Why it matters: Once heralded as a star millennial entrepreneur, Charlie Javice stands accused of using an elaborate scheme to inflate Frank's customer base, thus landing a multimillion deal with the biggest name on Wall Street.
Driving the news: Javice faces three criminal fraud charges — including conspiracy to commit bank and wire fraud — and civil fraud charges for allegedly tricking JPM "into believing that Frank had access to valuable data on 4.25 million students who used Frank’s service," the SEC said in a statement.
- The actual number was fewer than 300,000, according to the U.S. Attorney for the Southern District of New York and the SEC.
The big picture: In January, JPMorgan Chase sued Frank, saying Javice had lied about the company's size.
- The SEC's Division of Enforcement director, Gurbir S. Grewal, on Tuesday called it "an old school fraud," saying Javice "lied about Frank’s success in helping millions of students navigate the college financial aid process by making up data to support her claims, and then used that fake information to induce JPMC to enter into a $175 million transaction."
What they found: The SEC alleged in its complaint that Javice "paid a university professor to create fake data appearing to represent 4.25 million customers" and then gave that list to "a third-party validator, who in turn reported it to" Chase.
- Then, Javice and "another high-ranking Frank executive" launched a plan to "create a list of real names that they could pass off as Frank’s customers," paying $105,000 to a third-party "data compiler for its in-college student data" and $75,000 to "a different data compiler" to augment the list with emails and phone numbers, the SEC said.
- Chase discovered that the customer list was bogus when a marketing campaign targeting the borrowers "reached few of the intended recipients," the SEC said.
The other side: "Charlie denies the allegations," spokesperson Josh Ginsburg tells Axios in an email.
- In a countersuit filed against Chase in February, her attorneys accused the bank of "a massive 'CYA' effort'" designed to "shift the blame for a failed and now-regretted acquisition to someone they view as an easy target: its young female founder."
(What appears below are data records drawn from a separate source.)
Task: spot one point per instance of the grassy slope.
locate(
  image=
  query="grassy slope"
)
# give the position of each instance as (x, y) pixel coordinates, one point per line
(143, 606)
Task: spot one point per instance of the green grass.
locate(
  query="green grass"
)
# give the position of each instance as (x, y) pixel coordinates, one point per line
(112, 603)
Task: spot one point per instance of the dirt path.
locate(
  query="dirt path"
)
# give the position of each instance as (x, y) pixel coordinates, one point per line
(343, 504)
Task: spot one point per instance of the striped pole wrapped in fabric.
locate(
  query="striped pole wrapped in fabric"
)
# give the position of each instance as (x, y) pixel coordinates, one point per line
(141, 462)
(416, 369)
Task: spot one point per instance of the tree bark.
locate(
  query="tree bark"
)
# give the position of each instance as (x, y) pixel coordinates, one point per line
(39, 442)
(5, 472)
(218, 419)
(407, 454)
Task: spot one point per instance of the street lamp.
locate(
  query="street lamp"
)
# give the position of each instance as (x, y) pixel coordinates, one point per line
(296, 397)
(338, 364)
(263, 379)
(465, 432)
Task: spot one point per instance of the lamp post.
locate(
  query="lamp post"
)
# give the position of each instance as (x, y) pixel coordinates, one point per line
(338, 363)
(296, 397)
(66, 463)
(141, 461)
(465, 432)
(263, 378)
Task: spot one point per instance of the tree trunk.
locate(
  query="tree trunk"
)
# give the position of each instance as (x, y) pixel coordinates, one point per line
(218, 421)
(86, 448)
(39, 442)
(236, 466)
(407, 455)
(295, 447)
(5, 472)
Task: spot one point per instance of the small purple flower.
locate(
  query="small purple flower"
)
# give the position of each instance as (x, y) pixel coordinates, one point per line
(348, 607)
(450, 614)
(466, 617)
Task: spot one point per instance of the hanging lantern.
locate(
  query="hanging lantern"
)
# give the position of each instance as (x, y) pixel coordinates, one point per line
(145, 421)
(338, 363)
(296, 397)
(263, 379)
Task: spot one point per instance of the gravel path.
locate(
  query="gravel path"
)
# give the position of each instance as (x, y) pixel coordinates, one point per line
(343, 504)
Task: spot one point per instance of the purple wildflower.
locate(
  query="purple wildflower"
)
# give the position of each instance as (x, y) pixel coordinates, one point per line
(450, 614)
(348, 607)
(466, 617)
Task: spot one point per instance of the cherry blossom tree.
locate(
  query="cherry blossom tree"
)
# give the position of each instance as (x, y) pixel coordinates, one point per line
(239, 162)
- Chase did not immediately respond to a request seeking comment Tuesday.
Of note: Of the four criminal fraud charges filed against Javice, three carry sentences of up to 30 years in prison.
- Meanwhile, the SEC wants Javice to be barred from leading a public company, and to be forced to pay back ill-gotten gains.
Editor's note: This story has been corrected to reflect that Josh Ginsburg is a spokesperson for Charlie Javice, not her attorney.